The charge nurse is observing a novice staff nurse who is assessing a patient with a possible spinal cord lesion for sensation. Which of the following action indicates a need for further teaching about neurological assessment?
- A. The novice nurse asks the patient, 'Does this feel sharp?'
- B. The novice nurse tests for light touch before testing for pain.
- C. The novice nurse has the patient close the eyes during testing.
- D. The novice nurse uses an irregular pattern to test for intact touch.
Correct Answer: A
Rationale: When performing a sensory assessment, the nurse should not provide verbal clues. The other actions by the new nurse are appropriate.
Which of the following actions should the nurse implement to assess the functioning of the trigeminal and facial nerves (CN V and VII) in a patient?
- A. Apply a cotton wisp strand to the cornea.
- B. Have the patient read a magazine or book.
- C. Shine a bright light into the patient's pupil.

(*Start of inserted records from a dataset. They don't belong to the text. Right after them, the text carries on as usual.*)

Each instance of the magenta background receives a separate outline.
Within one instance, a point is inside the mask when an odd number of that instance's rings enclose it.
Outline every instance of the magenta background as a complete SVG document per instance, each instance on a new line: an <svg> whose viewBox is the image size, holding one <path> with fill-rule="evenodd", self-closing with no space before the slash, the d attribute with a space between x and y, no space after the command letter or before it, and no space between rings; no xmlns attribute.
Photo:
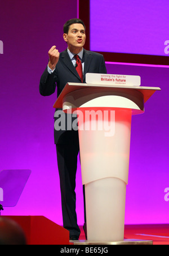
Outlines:
<svg viewBox="0 0 169 256"><path fill-rule="evenodd" d="M90 0L91 50L166 56L168 0Z"/></svg>
<svg viewBox="0 0 169 256"><path fill-rule="evenodd" d="M3 215L43 215L62 224L54 144L56 93L42 97L38 86L49 49L56 45L61 52L66 47L63 25L77 16L77 0L1 3L0 169L32 170L17 206L5 208ZM168 223L164 190L169 187L169 67L110 63L106 67L108 73L140 75L142 86L162 89L146 103L145 113L132 118L126 223ZM78 221L82 224L79 161L77 180Z"/></svg>

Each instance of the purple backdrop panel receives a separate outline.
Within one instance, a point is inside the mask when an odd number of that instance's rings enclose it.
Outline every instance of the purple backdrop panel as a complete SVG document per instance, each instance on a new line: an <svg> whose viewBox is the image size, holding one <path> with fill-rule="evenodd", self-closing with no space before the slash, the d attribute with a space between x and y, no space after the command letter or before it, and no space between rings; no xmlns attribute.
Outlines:
<svg viewBox="0 0 169 256"><path fill-rule="evenodd" d="M30 170L3 170L0 172L3 207L16 206L31 173Z"/></svg>
<svg viewBox="0 0 169 256"><path fill-rule="evenodd" d="M91 50L166 56L168 13L168 0L91 0Z"/></svg>
<svg viewBox="0 0 169 256"><path fill-rule="evenodd" d="M60 52L67 47L63 25L77 18L77 0L1 2L0 170L32 170L17 205L5 208L3 215L43 215L62 224L54 139L56 92L42 96L39 83L51 47ZM78 189L77 200L83 206L81 184ZM81 207L78 203L82 221Z"/></svg>

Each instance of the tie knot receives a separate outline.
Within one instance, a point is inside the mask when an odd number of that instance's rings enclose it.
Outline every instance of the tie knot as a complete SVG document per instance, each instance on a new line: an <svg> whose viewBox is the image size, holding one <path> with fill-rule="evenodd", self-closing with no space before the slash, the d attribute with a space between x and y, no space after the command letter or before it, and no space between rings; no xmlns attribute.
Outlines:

- D. Check for unilateral drooping of the eyelids.
Correct Answer: A
Rationale: The trigeminal and facial nerves are responsible for the corneal reflex. The optic nerve is tested by having the patient read a Snellen chart or a newspaper. Assessment of pupil response to light and ptosis are used to check function of the oculomotor nerve.
Which of the following equipment should the nurse obtain to assess vibration sense in a patient who has peripheral nerve dysfunction?
- A. Electrodes
- B. Tuning fork
- C. Reflex hammer
- D. Goniometer
Correct Answer: B
Rationale: Vibration sense is tested by touching the patient with a vibrating tuning fork. The other equipment is needed for testing of pain sensation, reflexes, and joint range of motion.